Su uno scaffale della mia libreria una pila di guide e romanzi dedicati alla Cina può far pensare a un’imminente partenza o a un recente rientro da un viaggio. Entrambe le ipotesi sono corrette: se da un lato la sensazione è di essere appena tornata dopo mesi trascorsi a spasso per gli hutong di Pechino, dove quei testi si sono rivelati utilissimi, dall’altro sto effettivamente pianificando un viaggio in Cina, spinta dal desiderio di sperimentare in prima persona tragitti che ad oggi non hanno superato i confini di Google Maps e di scoprire storie e sapori a cui per ora danno concretezza solo le pagine di un libro.
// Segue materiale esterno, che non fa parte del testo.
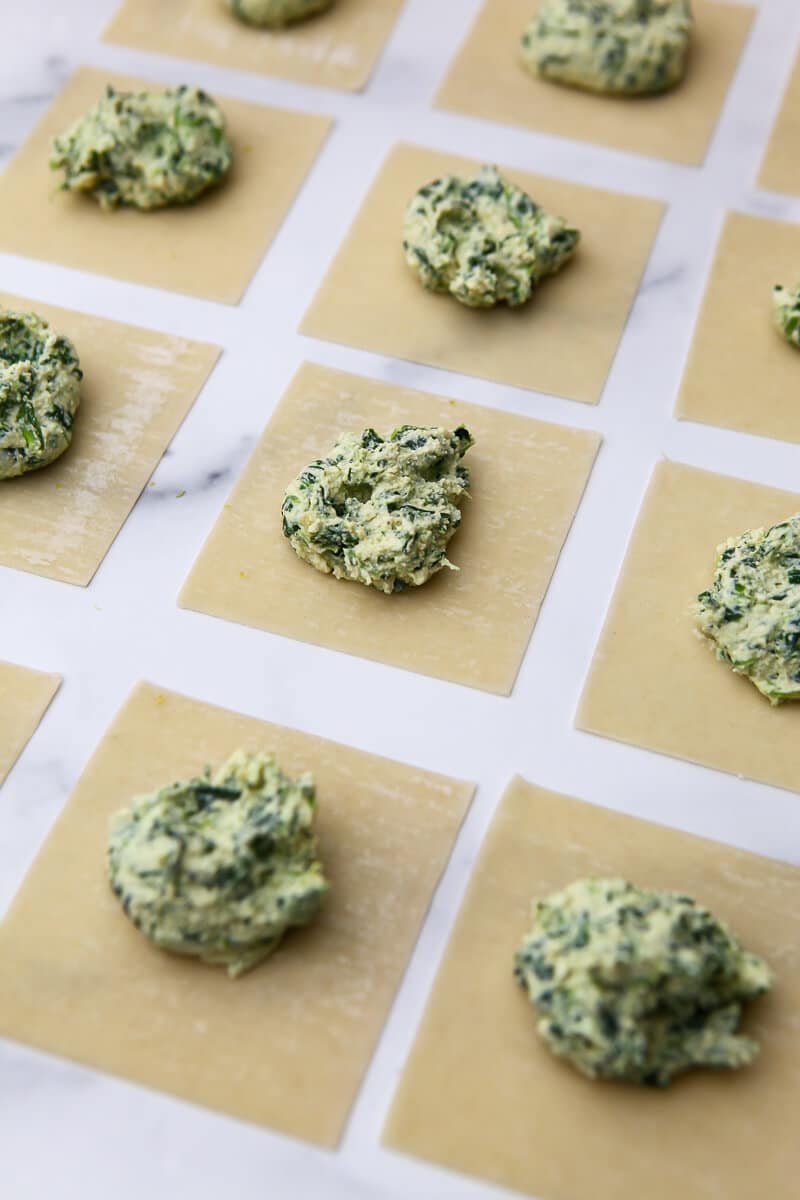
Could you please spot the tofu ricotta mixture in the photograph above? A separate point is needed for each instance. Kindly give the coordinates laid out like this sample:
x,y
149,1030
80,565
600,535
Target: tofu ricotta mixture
x,y
636,984
146,149
222,865
380,511
40,393
786,312
751,613
276,13
483,240
623,47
Tutto è cominciato con la ricerca dell’aggettivo giusto. Anzi, di sette aggettivi giusti riferiti a una sola pietanza, nelle prime due righe del capitolo iniziale di Kitchen Chinese, romanzo d’esordio di Ann Mah. Ero alle prese con l’anatra alla pechinese, piatto universalmente noto. Eppure quegli aggettivi non corrispondevano fino in fondo alla ricetta di mia conoscenza, da cui la prima di una serie di incursioni nel più autentico tra i ristoranti cinesi presenti in città, con la speranza di far rivivere al mio palato sensazioni simili a quelle descritte dall’autrice – e di affrontare degnamente la traduzione di ricette infinite e minuziose che mi avrebbero accompagnato fino alla fine di questo romanzo dai toni umoristici e romantici. Era chiaro che le origini cino-americane di Isabelle, la protagonista del libro, avrebbero richiesto un grado di mediazione in più: al passaggio dall’inglese all’italiano, si aggiungeva quello tra cultura cinese e italiana per via anglosassone. E questo lasciava già intuire che sotto i toni leggeri da Diario di Bridget Jones in veste orientale, fra scambi vivaci di battute brillanti, avrebbe potuto celarsi altro, l’autentico grado di difficoltà della traduzione.
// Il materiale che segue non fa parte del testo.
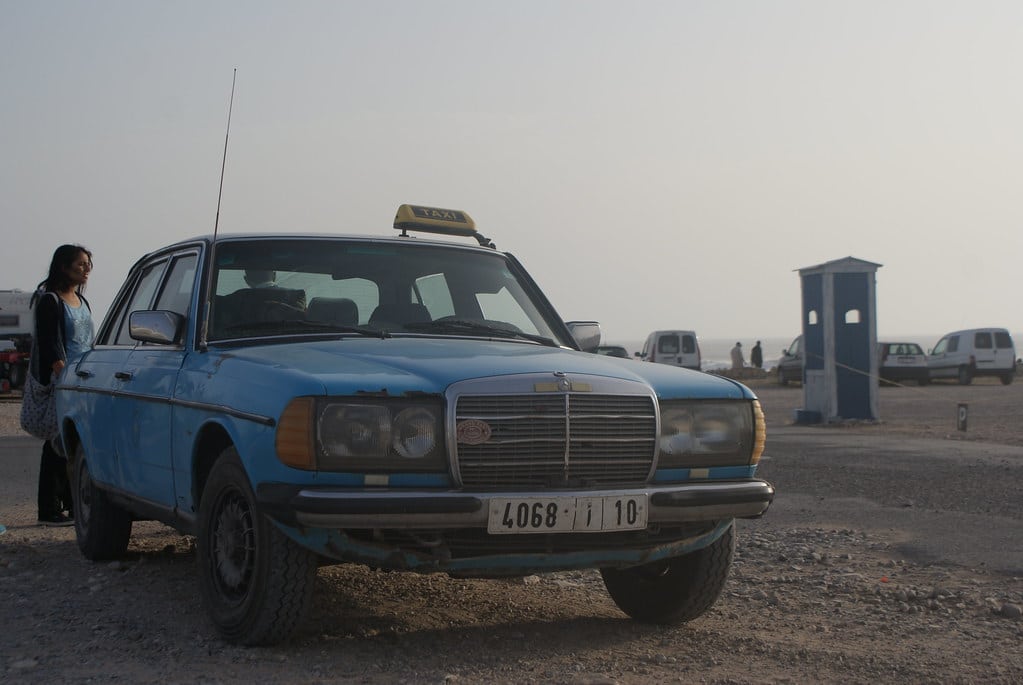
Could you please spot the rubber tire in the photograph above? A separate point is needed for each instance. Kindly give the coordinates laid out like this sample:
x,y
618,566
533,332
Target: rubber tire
x,y
965,375
101,528
16,376
675,590
256,583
Licenziata in tronco e scaricata dal fidanzato, Isabelle sceglie di abbandonare Manhattan e di ripartire da zero a Pechino, dove vive la sorella, avvocato in carriera. In un paese dove non è nemmeno in grado di fare un’ordinazione al ristorante, trova lavoro come critico gastronomico per una rivista in lingua inglese, sfruttando la personale passione per la cucina e la sua conoscenza del «cucinese»: kitchen chinese, appunto, pseudo-cinese a base di vocaboli culinari appreso da piccola tra i fornelli di casa. Ma i viaggi alla scoperta di specialità locali non sono solo un pretesto per incontri galanti o avventure tragicomiche: tra i privilegi di una sorta di limbo in cui si crogiolano gli stranieri di successo a Pechino, Ann Mah propone una garbata analisi del contrasto tra identità culturale e identità etnica e mano a mano che ci si addentra nella narrazione. Isabelle impara a conoscere se stessa e un paese che poco si rispecchia nei ricordi di famiglia, svelato in un fluido alternarsi di episodi divertenti e accenni a una realtà inquietante.
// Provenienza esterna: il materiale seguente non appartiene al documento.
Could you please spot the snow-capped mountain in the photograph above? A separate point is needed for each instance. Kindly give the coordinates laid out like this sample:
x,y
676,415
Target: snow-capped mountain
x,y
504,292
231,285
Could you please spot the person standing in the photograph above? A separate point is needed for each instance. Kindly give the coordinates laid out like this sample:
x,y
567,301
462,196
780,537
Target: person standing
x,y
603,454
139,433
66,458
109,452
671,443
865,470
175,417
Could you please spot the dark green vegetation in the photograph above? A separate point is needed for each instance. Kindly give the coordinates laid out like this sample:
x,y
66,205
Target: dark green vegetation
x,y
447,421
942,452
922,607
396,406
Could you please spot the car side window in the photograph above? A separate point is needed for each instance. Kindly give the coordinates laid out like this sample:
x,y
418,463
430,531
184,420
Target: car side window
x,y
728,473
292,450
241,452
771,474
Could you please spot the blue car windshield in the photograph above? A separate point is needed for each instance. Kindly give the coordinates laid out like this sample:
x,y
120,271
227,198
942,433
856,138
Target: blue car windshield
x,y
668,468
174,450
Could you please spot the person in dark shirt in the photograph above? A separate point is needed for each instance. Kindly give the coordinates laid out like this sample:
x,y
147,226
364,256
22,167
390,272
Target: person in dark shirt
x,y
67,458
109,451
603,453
Sono passaggi resi possibili essenzialmente da una lingua sempre in bilico tra queste due dimensioni, che costringe il traduttore a una concentrazione costante per mantenersi in equilibrio come un funambolo su un’ipotetica linea di confine tra colloquiale ma non troppo, goliardico mai volgare, secondo un’elegante linearità e limpidezza di stile che ben si presta anche al ritmo meno sostenuto e all’atmosfera più dimessa di quegli attimi frequenti in cui il velo glamour si solleva, per offrire scorci di un regime condito da censura, tirannia e selvaggio sviluppo economico, senza rispetto per storia né tradizioni.